Dépôt en mairie et délais d’instruction

Le dossier se dépose en mairie, en plusieurs exemplaires papier ou par voie dématérialisée selon les communes. Le délai de réponse standard est d’un mois pour une déclaration préalable et de deux mois pour un permis de construire concernant une maison individuelle, trois mois pour les autres constructions. Ce délai peut être prolongé en cas de consultation d’un service extérieur, notamment l’ABF en secteur protégé.

L’absence de réponse dans le délai d’instruction vaut accord tacite, sauf exceptions liées aux zones protégées ou aux monuments historiques, où le silence de l’administration vaut au contraire refus. Il reste prudent de demander un certificat de non-opposition écrit avant de démarrer les travaux, pour éviter tout litige ultérieur.

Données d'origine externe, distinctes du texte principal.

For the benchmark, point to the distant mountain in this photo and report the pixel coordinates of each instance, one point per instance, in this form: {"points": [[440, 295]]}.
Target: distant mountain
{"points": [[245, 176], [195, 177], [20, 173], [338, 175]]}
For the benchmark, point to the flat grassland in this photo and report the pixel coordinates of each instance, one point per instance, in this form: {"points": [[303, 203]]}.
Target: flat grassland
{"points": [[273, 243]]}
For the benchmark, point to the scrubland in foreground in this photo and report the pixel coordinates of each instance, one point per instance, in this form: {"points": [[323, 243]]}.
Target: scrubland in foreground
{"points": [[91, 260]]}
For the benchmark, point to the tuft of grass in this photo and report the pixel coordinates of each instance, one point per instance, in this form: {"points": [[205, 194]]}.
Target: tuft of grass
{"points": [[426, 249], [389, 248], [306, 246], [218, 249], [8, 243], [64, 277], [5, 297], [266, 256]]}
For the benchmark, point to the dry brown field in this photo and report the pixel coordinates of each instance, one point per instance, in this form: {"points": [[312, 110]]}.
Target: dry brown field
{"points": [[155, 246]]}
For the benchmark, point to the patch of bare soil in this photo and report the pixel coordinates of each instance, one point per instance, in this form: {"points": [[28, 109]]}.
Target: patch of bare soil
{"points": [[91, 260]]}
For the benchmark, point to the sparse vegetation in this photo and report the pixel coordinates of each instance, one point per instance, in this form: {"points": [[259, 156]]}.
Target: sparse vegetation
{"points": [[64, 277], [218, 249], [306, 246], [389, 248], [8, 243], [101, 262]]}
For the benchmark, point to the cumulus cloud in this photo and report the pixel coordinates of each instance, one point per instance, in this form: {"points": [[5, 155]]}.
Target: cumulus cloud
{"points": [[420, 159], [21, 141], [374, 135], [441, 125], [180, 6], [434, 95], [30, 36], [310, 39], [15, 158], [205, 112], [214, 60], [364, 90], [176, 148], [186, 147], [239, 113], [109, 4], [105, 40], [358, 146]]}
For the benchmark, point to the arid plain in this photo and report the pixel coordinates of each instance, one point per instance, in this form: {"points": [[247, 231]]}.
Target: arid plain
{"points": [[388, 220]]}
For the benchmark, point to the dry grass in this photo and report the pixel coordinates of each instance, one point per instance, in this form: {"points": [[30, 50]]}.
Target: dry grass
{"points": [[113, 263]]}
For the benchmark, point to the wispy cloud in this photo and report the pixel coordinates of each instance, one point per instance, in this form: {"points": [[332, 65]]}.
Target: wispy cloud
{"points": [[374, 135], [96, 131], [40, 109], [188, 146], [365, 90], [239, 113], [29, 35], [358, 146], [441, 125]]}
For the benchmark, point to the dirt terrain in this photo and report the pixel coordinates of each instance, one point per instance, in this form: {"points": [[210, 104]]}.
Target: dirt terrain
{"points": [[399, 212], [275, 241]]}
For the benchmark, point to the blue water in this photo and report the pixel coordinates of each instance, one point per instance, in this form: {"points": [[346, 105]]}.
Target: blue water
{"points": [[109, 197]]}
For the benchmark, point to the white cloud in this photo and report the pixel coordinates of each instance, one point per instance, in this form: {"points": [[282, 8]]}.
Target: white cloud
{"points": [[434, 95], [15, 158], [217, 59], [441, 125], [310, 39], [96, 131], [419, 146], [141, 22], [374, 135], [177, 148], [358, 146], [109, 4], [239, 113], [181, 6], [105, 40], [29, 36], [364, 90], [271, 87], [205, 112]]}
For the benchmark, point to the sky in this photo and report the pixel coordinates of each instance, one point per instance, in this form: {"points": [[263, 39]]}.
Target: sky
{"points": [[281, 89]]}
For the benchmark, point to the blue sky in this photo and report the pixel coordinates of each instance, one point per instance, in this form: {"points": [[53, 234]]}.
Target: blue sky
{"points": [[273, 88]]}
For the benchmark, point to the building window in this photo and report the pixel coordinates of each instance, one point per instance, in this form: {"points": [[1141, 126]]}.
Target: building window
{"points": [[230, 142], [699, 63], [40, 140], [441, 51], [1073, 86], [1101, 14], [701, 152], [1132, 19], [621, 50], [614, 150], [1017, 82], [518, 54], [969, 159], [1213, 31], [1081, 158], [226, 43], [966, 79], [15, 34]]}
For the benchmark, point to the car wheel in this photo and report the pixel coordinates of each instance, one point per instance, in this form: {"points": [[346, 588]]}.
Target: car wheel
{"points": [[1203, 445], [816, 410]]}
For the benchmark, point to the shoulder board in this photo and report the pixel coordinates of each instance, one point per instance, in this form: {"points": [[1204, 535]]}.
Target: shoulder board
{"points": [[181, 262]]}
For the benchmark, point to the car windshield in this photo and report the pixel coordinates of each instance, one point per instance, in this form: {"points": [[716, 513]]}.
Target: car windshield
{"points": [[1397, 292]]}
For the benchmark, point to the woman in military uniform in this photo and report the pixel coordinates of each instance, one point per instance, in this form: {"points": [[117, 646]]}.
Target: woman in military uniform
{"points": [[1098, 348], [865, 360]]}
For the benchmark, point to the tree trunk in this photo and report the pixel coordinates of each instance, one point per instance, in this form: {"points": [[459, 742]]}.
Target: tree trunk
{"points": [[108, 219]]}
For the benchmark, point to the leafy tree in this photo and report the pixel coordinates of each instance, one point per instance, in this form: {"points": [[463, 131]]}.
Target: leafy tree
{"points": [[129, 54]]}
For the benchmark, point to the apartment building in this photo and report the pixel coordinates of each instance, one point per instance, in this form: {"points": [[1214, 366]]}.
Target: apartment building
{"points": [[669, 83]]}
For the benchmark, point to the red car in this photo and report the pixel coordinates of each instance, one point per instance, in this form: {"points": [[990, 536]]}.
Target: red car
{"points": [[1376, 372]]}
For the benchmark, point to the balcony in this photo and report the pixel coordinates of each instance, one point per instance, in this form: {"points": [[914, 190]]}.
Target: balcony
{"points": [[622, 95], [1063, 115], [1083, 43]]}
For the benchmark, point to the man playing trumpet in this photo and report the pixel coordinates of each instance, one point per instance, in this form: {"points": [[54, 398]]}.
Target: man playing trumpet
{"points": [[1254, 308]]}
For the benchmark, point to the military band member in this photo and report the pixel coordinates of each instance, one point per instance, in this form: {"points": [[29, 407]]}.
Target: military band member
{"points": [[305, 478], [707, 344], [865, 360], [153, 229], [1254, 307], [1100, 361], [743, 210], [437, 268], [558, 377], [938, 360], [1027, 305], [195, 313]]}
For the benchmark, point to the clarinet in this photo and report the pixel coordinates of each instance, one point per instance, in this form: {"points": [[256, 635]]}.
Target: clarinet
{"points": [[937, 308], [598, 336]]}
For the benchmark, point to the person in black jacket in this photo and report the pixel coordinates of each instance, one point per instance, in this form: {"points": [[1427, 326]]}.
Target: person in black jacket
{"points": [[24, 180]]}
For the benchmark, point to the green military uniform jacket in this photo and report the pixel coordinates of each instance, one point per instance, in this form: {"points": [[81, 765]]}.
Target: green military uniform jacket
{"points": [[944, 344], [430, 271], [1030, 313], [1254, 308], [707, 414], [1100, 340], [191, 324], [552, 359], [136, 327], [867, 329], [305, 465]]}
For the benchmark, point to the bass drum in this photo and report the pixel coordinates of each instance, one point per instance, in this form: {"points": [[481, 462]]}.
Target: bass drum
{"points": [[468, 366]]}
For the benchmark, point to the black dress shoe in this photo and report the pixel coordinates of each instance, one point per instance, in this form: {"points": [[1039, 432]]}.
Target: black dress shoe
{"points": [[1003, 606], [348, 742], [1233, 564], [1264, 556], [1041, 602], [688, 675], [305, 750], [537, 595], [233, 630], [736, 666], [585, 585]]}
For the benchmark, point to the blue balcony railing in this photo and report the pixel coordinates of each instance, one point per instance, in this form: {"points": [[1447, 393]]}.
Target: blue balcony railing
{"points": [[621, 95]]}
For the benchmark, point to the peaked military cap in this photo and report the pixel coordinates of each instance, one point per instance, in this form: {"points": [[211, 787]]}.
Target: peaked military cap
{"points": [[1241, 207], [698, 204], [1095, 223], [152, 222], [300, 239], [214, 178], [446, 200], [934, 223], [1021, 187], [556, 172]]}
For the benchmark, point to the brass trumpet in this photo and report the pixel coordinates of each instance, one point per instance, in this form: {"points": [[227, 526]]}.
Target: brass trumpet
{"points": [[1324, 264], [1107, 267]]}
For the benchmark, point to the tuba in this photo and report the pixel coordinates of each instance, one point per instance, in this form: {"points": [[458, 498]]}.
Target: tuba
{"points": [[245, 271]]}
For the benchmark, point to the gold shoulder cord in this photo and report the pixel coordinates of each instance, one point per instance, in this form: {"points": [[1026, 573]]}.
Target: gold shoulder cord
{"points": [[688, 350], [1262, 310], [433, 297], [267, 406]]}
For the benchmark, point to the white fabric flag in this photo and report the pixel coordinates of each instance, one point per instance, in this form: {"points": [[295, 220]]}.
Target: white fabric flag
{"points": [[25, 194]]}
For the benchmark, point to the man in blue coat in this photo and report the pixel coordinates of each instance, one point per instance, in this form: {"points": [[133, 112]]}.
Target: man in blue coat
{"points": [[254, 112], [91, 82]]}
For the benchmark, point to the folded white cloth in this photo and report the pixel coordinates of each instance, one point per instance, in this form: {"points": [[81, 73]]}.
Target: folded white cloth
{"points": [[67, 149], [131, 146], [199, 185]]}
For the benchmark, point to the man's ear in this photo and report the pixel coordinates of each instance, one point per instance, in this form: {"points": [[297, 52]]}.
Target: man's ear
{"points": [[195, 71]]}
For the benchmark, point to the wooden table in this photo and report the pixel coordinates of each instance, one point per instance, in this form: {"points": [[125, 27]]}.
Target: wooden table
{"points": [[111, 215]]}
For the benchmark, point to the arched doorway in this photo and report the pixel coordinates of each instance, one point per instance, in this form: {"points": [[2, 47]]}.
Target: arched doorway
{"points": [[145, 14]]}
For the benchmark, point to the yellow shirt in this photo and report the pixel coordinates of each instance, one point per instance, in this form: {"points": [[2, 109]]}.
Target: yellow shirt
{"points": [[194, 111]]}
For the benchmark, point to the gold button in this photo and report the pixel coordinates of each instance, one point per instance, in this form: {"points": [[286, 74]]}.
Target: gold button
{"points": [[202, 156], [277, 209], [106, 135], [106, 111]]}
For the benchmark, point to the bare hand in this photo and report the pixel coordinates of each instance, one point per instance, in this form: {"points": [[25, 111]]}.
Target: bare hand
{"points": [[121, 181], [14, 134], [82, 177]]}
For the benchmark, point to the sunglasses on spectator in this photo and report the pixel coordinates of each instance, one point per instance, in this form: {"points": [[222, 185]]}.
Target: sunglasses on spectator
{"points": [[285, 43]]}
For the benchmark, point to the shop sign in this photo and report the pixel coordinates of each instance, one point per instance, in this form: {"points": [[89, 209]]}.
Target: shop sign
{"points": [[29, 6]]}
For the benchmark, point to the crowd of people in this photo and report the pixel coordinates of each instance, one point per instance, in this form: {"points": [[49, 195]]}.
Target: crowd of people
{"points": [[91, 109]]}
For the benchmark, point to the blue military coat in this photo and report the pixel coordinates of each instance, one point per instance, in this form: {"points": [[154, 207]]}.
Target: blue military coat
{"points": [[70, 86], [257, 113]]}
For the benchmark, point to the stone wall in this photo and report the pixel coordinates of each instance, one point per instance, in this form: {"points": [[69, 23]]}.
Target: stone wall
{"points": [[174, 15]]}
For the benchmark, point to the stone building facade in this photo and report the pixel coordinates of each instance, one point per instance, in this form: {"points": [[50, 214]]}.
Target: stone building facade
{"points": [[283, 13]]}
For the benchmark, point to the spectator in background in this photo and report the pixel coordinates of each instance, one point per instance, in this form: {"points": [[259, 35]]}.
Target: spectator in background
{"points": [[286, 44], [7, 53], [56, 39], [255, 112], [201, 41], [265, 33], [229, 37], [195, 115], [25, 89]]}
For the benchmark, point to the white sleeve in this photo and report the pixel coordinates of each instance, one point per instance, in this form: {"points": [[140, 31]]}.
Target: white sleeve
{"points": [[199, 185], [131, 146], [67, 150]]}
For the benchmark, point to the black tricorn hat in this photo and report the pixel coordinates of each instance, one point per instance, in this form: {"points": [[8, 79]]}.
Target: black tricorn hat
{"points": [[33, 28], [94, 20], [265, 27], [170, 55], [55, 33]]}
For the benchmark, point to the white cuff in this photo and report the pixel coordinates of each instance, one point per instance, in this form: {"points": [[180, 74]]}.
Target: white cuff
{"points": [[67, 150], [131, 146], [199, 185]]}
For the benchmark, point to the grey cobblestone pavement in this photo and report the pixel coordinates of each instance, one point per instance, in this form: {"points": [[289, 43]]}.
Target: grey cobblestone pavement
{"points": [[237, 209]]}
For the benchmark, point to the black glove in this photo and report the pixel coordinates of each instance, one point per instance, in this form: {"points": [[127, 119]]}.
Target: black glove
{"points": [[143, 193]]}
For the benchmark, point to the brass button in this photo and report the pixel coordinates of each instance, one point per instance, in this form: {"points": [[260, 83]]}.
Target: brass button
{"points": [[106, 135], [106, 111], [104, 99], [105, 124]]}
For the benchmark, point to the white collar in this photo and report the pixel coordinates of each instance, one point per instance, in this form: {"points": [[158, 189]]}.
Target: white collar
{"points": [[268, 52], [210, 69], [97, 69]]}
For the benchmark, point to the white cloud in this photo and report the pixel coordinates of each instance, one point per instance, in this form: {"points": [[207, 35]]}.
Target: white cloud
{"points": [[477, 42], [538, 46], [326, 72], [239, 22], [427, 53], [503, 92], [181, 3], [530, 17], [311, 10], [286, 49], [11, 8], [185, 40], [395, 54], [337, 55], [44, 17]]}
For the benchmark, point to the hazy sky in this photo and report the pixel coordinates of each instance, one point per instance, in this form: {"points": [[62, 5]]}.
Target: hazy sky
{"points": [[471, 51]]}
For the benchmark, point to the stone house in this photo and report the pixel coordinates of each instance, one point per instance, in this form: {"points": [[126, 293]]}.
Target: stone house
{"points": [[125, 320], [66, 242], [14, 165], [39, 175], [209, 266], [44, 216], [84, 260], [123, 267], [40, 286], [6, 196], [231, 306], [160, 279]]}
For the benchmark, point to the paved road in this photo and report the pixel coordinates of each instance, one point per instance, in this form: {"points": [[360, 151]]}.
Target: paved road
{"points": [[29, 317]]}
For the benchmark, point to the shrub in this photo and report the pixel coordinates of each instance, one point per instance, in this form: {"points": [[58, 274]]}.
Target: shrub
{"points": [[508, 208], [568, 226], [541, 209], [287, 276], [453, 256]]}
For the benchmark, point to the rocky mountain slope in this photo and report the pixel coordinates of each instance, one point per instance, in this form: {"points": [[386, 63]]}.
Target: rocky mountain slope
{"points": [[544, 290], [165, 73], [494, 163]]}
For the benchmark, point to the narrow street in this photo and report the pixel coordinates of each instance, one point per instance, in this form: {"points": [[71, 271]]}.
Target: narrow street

Validité, affichage et suivi des autorisations d’urbanisme

Une fois obtenue, l’autorisation d’urbanisme est valable trois ans à compter de sa délivrance, renouvelable deux fois un an sous conditions. Le chantier doit être affiché sur le terrain de façon visible depuis la voie publique dès le début des travaux, avec un panneau réglementaire mentionnant les caractéristiques du projet. Cet affichage fait courir le délai de recours des tiers, fixé à deux mois.

À la fin du chantier, une déclaration d’achèvement des travaux (DAACT) doit être adressée à la mairie. Elle permet à l’administration de vérifier la conformité des travaux réalisés avec l’autorisation accordée, et son absence peut bloquer une revente ultérieure du bien. Conserver une preuve de dépôt de l’affichage et de la DAACT protège en cas de contrôle ou de recours d’un voisin.